Lost Footage and Found History

Lost Footage and Found History

Date: 13/03/2017 14:05

Beginning with a fixation on my grandfather’s ever present film and video cameras during my childhood, the documentation of everyday life onto either 8mm film or video tape was commonplace to me. A student of photography, passed on to him from his own father who operated photography equipment during WWII, his camera was never far from reach, and undoubtedly rarely missed small moments that may have only been deemed worthwhile to him.

Many of these have since been lost. Some through over-viewing, others accidental damage, and the remainder simply misplaced. A few years ago, after months of personally scanning in every single photo or slide of his that I could find, my passion for cinema and the use of traditional film began to intertwine. From a fascination of the film industry’s unending campaign to preserve their film libraries, through learning about digital restoration through online tutorials in order to mend scans of torn photos, or tweak the colours or exposure of a badly aged slide, a new passion had been awoken.

Watching videos of how films such as ‘Jaws’, ‘The Wizard of Oz’ and even older, had been restored and remastered to look as beautiful as only the original print had before its first projection, it appeared as if there were techniques Hollywood possessed that were out of reach for anything produced outside of the feature film milieu. Creating new digital transfers with accurate colours, exacting detail, and lifelike contrast and exposure. My amateur techniques lacked any semblance of granularity or intent, never spanning beyond the process of taking an unrecognisable blur back from the brink, to an image someone within my family might acknowledge as a relative.

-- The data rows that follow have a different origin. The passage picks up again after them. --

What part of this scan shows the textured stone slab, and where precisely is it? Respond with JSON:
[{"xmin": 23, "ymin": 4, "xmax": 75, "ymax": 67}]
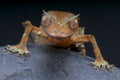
[{"xmin": 0, "ymin": 44, "xmax": 120, "ymax": 80}]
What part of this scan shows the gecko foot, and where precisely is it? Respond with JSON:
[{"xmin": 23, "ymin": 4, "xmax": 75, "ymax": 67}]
[
  {"xmin": 3, "ymin": 45, "xmax": 30, "ymax": 57},
  {"xmin": 91, "ymin": 60, "xmax": 114, "ymax": 71}
]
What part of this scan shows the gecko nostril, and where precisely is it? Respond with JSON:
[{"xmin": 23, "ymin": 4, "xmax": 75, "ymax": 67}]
[
  {"xmin": 53, "ymin": 30, "xmax": 57, "ymax": 33},
  {"xmin": 61, "ymin": 31, "xmax": 64, "ymax": 34}
]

My disappointment at not having the original films of my grandfather, an amateur window into the childhoods of myself, my siblings and even my mother, while present is fortunately not the case for a wealth of homegrown footage, both amateur and professional alike. It’s in seeing the likes of the ‘Super 8 Stories’ series, chronicling at times seemingly unremarkable occurrences like family holidays or a visiting circus, the kind of event I’m sure my grandfather captured as well, that make me think of so much lost footage. While thankfully being able to marvel at the library of videos that, due to the same digital remastering I had years prior assumed was reserved for only the likes of ‘The Wizard of Oz’, have been preserved and shared with anyone wanting to experience them.